Reputation: 12500
Reading the docs, I see you can get the number of elements in document arrays. For example given the following documents:
{ "_id" : 1, "item" : "ABC1", "description" : "product 1", colors: [ "blue", "black", "red" ] }
{ "_id" : 2, "item" : "ABC2", "description" : "product 2", colors: [ "purple" ] }
{ "_id" : 3, "item" : "XYZ1", "description" : "product 3", colors: [ ] }
and the following query:
db.inventory.aggregate([{$project: {item: 1, numberOfColors: { $size: "$colors" }}}])

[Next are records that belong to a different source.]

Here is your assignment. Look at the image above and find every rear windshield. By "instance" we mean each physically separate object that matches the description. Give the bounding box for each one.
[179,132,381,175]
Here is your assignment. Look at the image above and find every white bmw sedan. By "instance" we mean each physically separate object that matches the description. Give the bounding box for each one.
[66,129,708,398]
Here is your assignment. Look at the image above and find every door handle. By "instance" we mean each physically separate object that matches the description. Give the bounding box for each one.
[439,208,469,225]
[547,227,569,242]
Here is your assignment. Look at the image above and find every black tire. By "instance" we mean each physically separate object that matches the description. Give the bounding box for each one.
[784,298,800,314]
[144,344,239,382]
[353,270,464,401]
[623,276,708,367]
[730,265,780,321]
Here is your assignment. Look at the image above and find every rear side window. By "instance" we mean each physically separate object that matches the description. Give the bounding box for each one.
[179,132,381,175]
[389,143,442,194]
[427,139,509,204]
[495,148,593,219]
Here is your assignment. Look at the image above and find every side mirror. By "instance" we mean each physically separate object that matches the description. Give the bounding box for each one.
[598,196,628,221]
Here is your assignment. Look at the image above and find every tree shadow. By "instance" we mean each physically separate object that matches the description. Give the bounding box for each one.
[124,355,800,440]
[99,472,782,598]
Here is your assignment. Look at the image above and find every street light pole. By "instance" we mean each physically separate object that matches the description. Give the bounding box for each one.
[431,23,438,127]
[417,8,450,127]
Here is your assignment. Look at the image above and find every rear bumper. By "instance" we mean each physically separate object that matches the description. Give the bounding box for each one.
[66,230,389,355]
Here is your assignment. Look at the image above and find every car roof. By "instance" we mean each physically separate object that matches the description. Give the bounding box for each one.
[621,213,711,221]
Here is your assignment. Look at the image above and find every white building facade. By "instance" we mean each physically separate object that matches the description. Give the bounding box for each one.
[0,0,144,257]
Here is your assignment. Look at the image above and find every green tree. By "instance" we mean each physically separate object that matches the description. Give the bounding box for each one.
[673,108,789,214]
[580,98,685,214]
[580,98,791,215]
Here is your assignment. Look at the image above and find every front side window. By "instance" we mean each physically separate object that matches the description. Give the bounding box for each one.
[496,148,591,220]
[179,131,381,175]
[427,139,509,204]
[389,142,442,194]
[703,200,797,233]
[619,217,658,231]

We would get the number of elements in each document's colors
array:
{ "_id" : 1, "item" : "ABC1", "numberOfColors" : 3 }
{ "_id" : 2, "item" : "ABC2", "numberOfColors" : 1 }
{ "_id" : 3, "item" : "XYZ1", "numberOfColors" : 0 }
I've not been able to figure out if and how you could sum up all the colors in all the documents directly from a query, ie:
{ "totalColors": 4 }
Upvotes: 2
Views: 1528
Reputation: 151092
Infinitely better is is to simply $sum
the $size
:
db.inventory.aggregate([
{ "$group": { "_id": null, "totalColors": { "$sum": { "$size": "$colors" } } }
])
If you wanted "distinct in each document" then you would instead:
db.inventory.aggregate([
{ "$group": {
"_id": null,
"totalColors": {
"$sum": {
"$size": { "$setUnion": [ [], "$colors" ] }
}
}
}}
])
Where $setUnion
takes values likes ["purple","blue","purple"]

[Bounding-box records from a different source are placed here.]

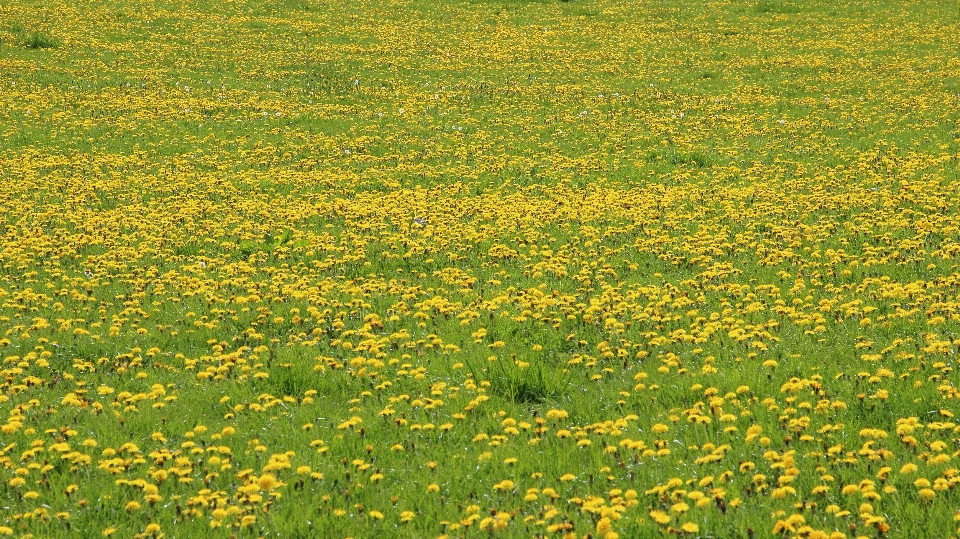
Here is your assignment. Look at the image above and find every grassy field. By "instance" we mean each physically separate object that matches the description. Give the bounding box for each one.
[0,0,960,539]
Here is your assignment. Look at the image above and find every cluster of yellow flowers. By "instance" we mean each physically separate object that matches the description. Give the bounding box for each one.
[0,0,960,539]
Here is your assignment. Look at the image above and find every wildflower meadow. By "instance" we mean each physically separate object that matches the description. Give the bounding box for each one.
[0,0,960,539]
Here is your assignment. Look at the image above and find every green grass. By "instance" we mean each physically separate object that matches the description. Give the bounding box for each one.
[0,0,960,538]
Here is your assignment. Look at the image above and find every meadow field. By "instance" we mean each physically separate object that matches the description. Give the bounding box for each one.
[0,0,960,539]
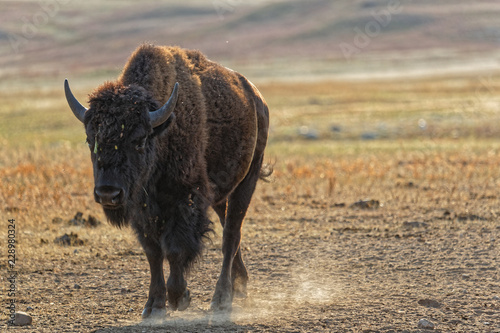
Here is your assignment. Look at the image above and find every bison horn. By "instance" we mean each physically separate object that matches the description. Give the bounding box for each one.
[149,82,179,128]
[64,79,87,123]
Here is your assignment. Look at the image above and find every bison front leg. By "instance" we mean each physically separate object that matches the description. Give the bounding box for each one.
[167,254,191,311]
[142,242,167,319]
[211,157,262,311]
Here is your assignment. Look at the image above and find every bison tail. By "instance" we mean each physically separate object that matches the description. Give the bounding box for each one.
[259,163,274,183]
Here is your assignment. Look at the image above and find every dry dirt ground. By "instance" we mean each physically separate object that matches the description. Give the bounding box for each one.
[0,149,500,333]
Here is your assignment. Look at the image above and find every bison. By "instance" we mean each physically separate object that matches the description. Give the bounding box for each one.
[64,45,269,318]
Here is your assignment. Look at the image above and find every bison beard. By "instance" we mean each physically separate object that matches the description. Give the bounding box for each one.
[65,45,269,318]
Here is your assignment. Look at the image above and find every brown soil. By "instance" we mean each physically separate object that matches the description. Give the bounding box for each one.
[1,154,500,332]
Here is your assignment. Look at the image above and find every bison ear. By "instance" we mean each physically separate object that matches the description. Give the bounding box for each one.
[151,112,175,137]
[149,82,179,128]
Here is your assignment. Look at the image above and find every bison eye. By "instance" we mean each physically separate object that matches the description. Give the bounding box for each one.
[134,137,146,153]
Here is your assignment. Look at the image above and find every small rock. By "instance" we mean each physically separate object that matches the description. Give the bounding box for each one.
[417,319,436,330]
[69,212,101,228]
[299,126,319,140]
[418,299,441,309]
[54,232,85,246]
[69,212,85,225]
[361,132,377,140]
[349,200,382,209]
[330,125,342,133]
[86,215,101,228]
[12,311,33,326]
[52,217,63,224]
[403,221,428,228]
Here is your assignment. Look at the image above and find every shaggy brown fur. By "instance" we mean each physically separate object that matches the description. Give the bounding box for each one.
[68,45,269,317]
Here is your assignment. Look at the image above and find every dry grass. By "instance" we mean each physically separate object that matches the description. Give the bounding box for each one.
[0,72,500,331]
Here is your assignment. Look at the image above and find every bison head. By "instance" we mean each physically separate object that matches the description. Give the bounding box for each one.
[64,80,178,225]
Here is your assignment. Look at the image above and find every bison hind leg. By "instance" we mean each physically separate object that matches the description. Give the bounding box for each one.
[213,201,248,298]
[211,156,263,311]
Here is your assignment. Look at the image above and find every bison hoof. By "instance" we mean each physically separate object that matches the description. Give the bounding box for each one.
[142,307,167,319]
[168,289,191,311]
[210,291,233,312]
[233,278,248,298]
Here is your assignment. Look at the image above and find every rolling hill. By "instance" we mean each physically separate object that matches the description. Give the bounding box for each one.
[0,0,500,79]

and makes it into ["purple","blue"]
as a "set" with "distinct items".
And if you really want "distinct across documents" then don't accumulate the "distinct" into a single document. That causes performance issues and simply does not scale to large data sets, and can possibly break the 16MB BSON Limit. Instead accumulate naturally via the key:
db.inventory.aggregate([
{ "$unwind": "$colors" },
{ "$group": { "_id": "$colors" } },
{ "$group": { "_id": null, "totalColors": { "$sum": 1 } } }
])
Where you only use $unwind
because you want "distinct" values from the array as combined with other documents. Generally $unwind
should be avoided unless the value contained in the array is being accessed in the "grouping key" _id
of $group
. Where it is not, it is better to treat arrays using other operators instead, since $unwind
creates a "copy" of the whole document per array element.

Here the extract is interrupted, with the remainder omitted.